Les entreprises font donc le choix d’annoncer des dons financiers de façon plus discrète avec des sommes restant parfois inconnues. C’est le cas du groupe Kering qui a réalisé une donation financière « exceptionnelle » à l’institut Pasteur pour soutenir la recherche sur le Covid-19, montant demeuré secret. Ainsi la maison Chanel précise garantir 100% des salaires des employés du groupe et des manufactures avant même d’informer sur sa promesse de don de 1.2 millions d’euros à la Fondation de l’AP-HP, la Fondation Georges Pompidou et le Samu.  Danone et son patron engagé Emmanuel Faber a lui aussi annoncé aux 100 000 employés la garantie de leur salaire. La démonstration de puissance financière n’est donc plus à l’ordre du jour et la course pour annoncer sa mobilisation non plus, la contribution financière se fait avec plus de pudeur que lors de l’épisode de Notre-Dame.

Lorsque les montants donnés sont communiqués, les entreprises précisent aussi à qui et à quoi sont particulièrement destinés les sommes versées.
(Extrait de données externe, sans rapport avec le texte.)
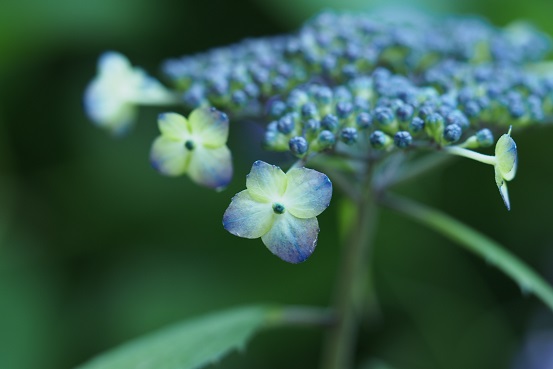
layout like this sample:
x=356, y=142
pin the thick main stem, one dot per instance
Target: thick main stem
x=350, y=289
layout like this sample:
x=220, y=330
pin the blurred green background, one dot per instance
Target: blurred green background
x=97, y=248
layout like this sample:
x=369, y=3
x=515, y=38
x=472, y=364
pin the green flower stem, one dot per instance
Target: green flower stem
x=350, y=290
x=495, y=254
x=412, y=171
x=302, y=316
x=459, y=151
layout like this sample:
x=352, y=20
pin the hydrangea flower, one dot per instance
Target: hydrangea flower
x=505, y=162
x=281, y=208
x=111, y=100
x=195, y=146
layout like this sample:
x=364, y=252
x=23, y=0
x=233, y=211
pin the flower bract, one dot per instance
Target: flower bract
x=195, y=146
x=111, y=99
x=281, y=208
x=506, y=164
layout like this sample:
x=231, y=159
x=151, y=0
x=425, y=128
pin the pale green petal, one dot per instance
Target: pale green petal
x=506, y=154
x=308, y=193
x=108, y=109
x=502, y=186
x=246, y=217
x=173, y=126
x=292, y=239
x=211, y=167
x=266, y=182
x=169, y=157
x=209, y=126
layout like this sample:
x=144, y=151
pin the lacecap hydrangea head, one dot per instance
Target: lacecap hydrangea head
x=112, y=98
x=195, y=146
x=281, y=208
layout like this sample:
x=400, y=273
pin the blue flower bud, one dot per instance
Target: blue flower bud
x=425, y=111
x=349, y=135
x=297, y=99
x=329, y=122
x=239, y=98
x=286, y=124
x=452, y=133
x=312, y=125
x=298, y=145
x=276, y=108
x=364, y=120
x=349, y=71
x=457, y=117
x=402, y=139
x=344, y=109
x=326, y=139
x=405, y=113
x=516, y=110
x=279, y=83
x=384, y=116
x=341, y=93
x=323, y=95
x=251, y=90
x=194, y=96
x=484, y=138
x=472, y=109
x=379, y=140
x=434, y=126
x=416, y=125
x=309, y=110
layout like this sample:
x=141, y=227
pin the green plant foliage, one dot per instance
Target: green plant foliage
x=495, y=254
x=191, y=344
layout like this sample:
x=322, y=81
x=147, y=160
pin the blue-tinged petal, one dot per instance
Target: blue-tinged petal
x=211, y=167
x=174, y=126
x=308, y=193
x=506, y=156
x=292, y=239
x=246, y=217
x=210, y=126
x=169, y=157
x=266, y=182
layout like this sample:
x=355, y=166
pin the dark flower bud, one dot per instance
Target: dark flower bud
x=349, y=135
x=452, y=133
x=379, y=140
x=384, y=116
x=416, y=125
x=323, y=95
x=286, y=124
x=239, y=98
x=326, y=139
x=309, y=110
x=329, y=122
x=484, y=137
x=364, y=120
x=312, y=125
x=276, y=108
x=405, y=113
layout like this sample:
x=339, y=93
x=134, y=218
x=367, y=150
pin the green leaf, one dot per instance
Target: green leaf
x=495, y=254
x=191, y=344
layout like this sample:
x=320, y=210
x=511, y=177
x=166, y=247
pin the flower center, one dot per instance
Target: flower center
x=278, y=208
x=189, y=145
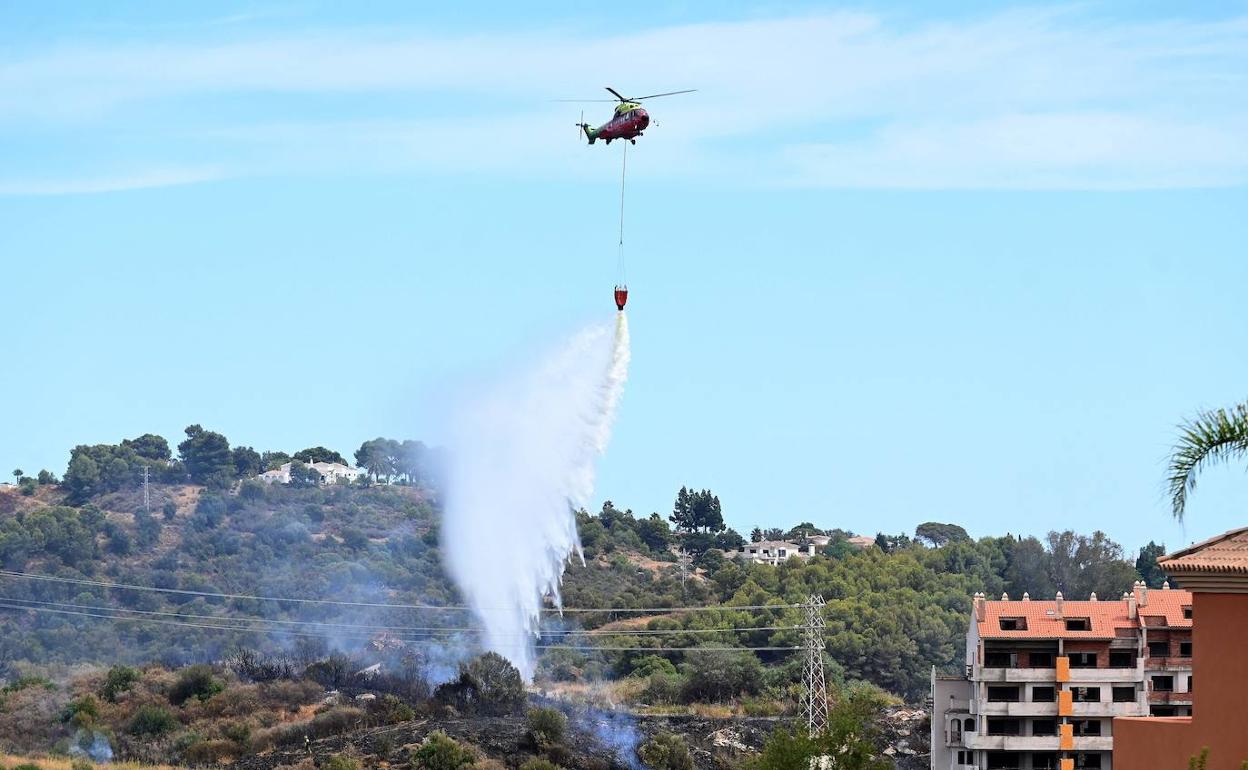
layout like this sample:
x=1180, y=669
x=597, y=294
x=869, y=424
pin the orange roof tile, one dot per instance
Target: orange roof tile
x=1226, y=553
x=1043, y=623
x=1105, y=618
x=1167, y=604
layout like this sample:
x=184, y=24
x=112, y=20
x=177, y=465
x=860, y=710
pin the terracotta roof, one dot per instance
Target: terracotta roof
x=1167, y=604
x=1226, y=553
x=1105, y=619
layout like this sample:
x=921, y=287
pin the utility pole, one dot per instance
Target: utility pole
x=814, y=700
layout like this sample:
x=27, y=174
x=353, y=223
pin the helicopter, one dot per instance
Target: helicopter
x=629, y=120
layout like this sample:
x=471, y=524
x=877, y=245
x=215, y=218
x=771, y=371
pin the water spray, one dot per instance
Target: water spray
x=523, y=461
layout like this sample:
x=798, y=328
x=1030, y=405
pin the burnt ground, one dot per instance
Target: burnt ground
x=595, y=740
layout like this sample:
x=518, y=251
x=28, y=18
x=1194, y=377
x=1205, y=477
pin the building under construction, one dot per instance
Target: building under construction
x=1043, y=679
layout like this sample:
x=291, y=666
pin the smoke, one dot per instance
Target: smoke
x=618, y=731
x=522, y=462
x=92, y=745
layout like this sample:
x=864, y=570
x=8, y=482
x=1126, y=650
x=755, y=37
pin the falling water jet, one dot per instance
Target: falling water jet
x=523, y=461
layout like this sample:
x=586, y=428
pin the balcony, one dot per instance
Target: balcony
x=1009, y=674
x=1093, y=743
x=1106, y=675
x=1172, y=663
x=1011, y=743
x=999, y=708
x=1166, y=696
x=1076, y=675
x=1105, y=709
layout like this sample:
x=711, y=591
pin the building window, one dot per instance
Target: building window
x=1007, y=694
x=1086, y=694
x=1082, y=660
x=1000, y=660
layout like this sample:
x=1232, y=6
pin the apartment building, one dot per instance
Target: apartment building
x=1045, y=679
x=1217, y=574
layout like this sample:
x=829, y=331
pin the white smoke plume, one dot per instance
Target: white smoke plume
x=523, y=459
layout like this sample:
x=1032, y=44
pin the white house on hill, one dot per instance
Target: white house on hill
x=331, y=473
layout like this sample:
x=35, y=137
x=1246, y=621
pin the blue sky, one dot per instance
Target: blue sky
x=887, y=266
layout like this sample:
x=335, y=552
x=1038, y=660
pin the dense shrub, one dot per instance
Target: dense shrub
x=547, y=726
x=488, y=683
x=117, y=680
x=152, y=720
x=211, y=751
x=195, y=682
x=665, y=751
x=81, y=711
x=663, y=688
x=719, y=674
x=439, y=751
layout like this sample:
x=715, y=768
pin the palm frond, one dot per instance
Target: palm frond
x=1207, y=439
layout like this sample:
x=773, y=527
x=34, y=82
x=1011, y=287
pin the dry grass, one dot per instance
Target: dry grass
x=60, y=763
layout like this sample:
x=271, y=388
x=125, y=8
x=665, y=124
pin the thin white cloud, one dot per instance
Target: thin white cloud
x=1012, y=100
x=144, y=180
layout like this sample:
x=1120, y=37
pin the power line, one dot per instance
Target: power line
x=383, y=629
x=295, y=633
x=187, y=592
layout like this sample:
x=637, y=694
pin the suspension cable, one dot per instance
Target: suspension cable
x=186, y=592
x=619, y=267
x=327, y=635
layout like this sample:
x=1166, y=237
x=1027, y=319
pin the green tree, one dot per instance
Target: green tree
x=716, y=673
x=318, y=454
x=150, y=447
x=247, y=462
x=1146, y=564
x=1209, y=438
x=439, y=751
x=206, y=456
x=1027, y=569
x=850, y=740
x=1081, y=564
x=939, y=534
x=654, y=532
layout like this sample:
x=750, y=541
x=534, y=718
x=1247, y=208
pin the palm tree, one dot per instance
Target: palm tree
x=1209, y=438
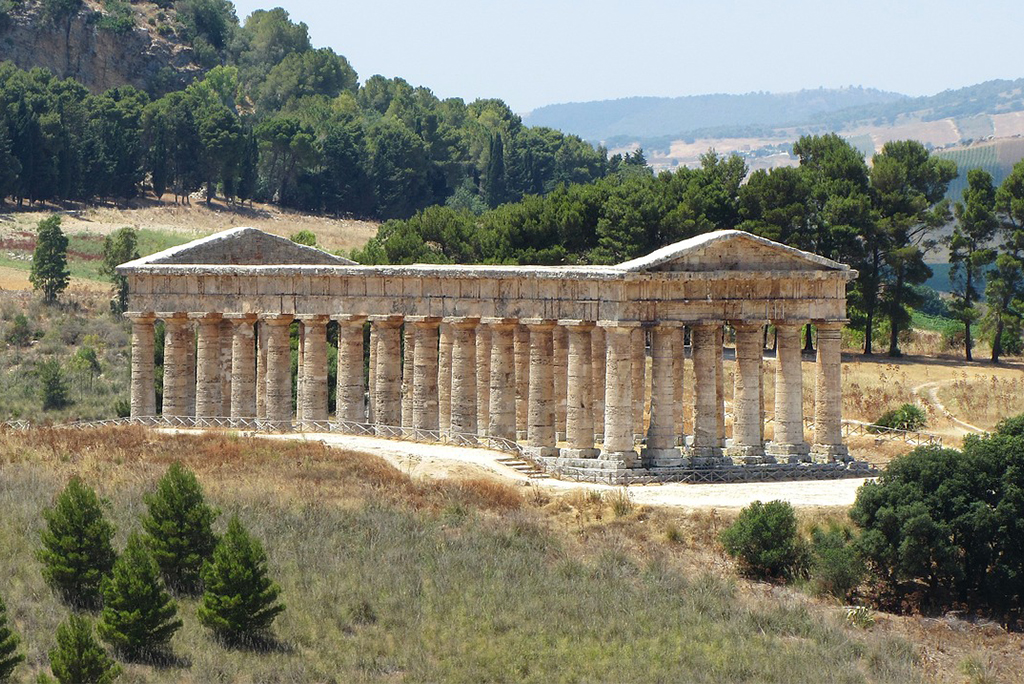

Les clubs de football le PSG ou l’OL ont annoncé des dons de plusieurs centaines de milliers d’euros auprès de différentes associations comme le Secours Populaire, en précisant bien à quoi serviront ces fonds : aux plus démunis touchés par le coronavirus.

Plaidoyer et appel aux dons : des entreprises qui jouent collectif

Une initiative nommée #ProtegeTonSoignant a été lancée par un groupe d’entrepreneurs. Devant la lenteur des services publics une vingtaine de start-uppeurs, habitués à une gestion agile de l’entreprise, ont mis en place non seulement une campagne de crowdfunding sur Leetchi, mais assurent également les commandes et les livraisons de matériel aux hôpitaux en un temps record.

Certaines grandes entreprises ont aussi décidé de mobiliser leur communauté en faisant appel aux contributions des clients, des salariés et des followers de la marque. Ainsi Gucci a lancé une initiative de crowdfunding sur son site internet où la #GucciCommunity est appelée à faire un don auprès du Fonds de Solidarité pour l’OMS.  Relayant cet appel à la solidarité Gucci rappelle aussi les gestes barrières auprès de ses 70 millions d’abonnés. 

Les entreprises sollicitent également les clients à travers les achats de produits, ainsi Clarins s’engage à verser un euro au fonds Covid-19 pour chaque commande effectuée sur son site. Sézanne a mis en ligne une collection dont 10% des ventes seront directement reversés au fonds d’aide d’urgence des hôpitaux de France.